She said something in her unfamiliar language.
"Who are you?" he asked, this time with gestures.
She pointed to herself. "Krasna," she said.
He pointed to himself. "Eldon. Eldon Carmichael."
"El-ve-don?" she asked just as eagerly as when she had found him, half as though correcting him.
He shook his head. "Just Eldon." Her eyes clouded and she frowned.
After a moment she spoke again, and again he shook his head. "Sorry, no savvy," he declared.
She snapped her fingers as though remembering something and hurried from the room, returning with a small globe of cloudy crystal. She motioned him to lie back, and for a minute or two rubbed the ball vigorously against the soft, smooth skin of her forearm. Then she held it a few inches above his eye and gestured that he was to look at it.

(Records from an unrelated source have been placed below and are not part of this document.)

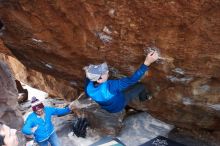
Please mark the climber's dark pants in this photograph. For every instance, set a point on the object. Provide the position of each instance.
(136, 92)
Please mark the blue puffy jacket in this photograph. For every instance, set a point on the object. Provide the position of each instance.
(45, 127)
(109, 94)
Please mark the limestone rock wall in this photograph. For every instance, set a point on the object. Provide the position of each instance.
(9, 114)
(59, 37)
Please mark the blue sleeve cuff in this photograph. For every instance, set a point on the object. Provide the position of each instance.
(144, 67)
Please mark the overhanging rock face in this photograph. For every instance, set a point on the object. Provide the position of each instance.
(9, 114)
(60, 37)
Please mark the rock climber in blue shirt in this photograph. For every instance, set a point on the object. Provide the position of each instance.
(39, 125)
(114, 95)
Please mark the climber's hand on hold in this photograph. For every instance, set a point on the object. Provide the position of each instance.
(151, 57)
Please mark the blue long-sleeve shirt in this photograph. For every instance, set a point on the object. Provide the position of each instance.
(109, 94)
(45, 126)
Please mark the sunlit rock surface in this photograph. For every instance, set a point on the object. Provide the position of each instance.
(9, 114)
(58, 38)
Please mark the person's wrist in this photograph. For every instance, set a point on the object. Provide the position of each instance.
(147, 63)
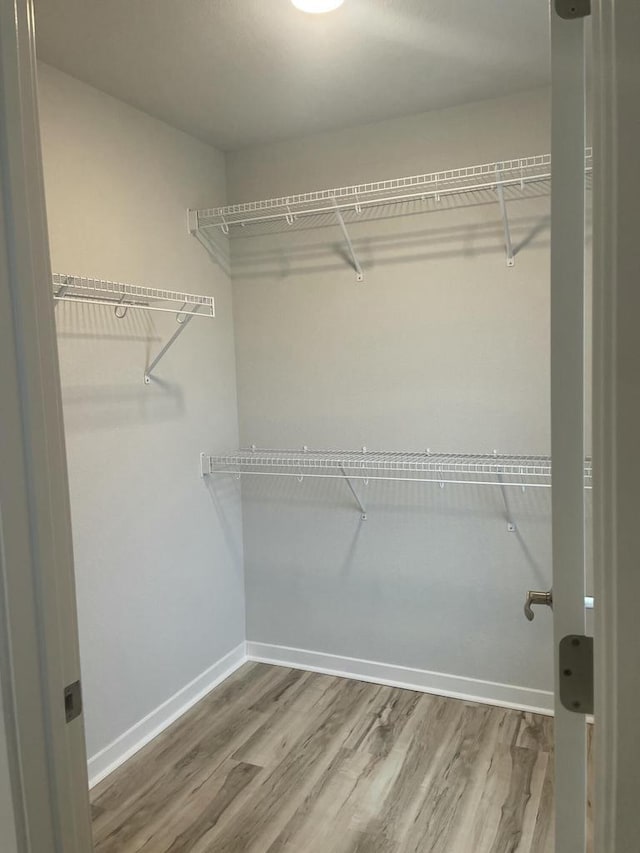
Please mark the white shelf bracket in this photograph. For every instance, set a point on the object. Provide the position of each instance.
(207, 242)
(347, 238)
(363, 512)
(183, 319)
(505, 222)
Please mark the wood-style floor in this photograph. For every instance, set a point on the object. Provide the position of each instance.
(283, 761)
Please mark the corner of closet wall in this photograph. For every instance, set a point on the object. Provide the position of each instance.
(158, 552)
(442, 346)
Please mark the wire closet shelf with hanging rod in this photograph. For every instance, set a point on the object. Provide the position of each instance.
(121, 297)
(500, 181)
(455, 468)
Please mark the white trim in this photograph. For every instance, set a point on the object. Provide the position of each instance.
(127, 744)
(439, 683)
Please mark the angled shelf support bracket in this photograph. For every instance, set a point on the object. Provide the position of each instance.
(347, 239)
(206, 241)
(182, 319)
(122, 297)
(354, 493)
(505, 222)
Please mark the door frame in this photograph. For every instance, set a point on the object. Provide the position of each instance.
(616, 422)
(39, 652)
(38, 631)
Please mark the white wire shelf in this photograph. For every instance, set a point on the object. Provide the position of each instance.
(121, 297)
(442, 468)
(501, 181)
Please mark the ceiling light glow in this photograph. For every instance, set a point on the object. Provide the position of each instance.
(317, 6)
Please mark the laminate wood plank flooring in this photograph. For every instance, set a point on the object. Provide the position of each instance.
(278, 760)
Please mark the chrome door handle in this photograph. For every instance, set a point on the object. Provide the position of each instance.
(537, 597)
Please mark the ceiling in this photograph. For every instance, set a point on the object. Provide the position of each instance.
(238, 73)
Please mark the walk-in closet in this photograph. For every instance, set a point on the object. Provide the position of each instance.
(302, 277)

The crystal glowed, but not homogeneously. Some parts became brighter than others, and of different colors. Patterns formed and changed, and watching them made him feel drawn out of himself, into the crystal.

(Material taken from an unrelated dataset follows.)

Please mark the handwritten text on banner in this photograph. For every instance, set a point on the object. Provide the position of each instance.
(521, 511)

The strange girl started talking—talking—talking in an unhurried monotone. Gradually scattered words began to form images in his mind. Pictures, some of them crystal clear but with their significance still obscure, others foggy and amorphous. There were people and—things—and something so completely and utterly vile that even the thought made his brain cells cringe in fear of uncleansable defilement.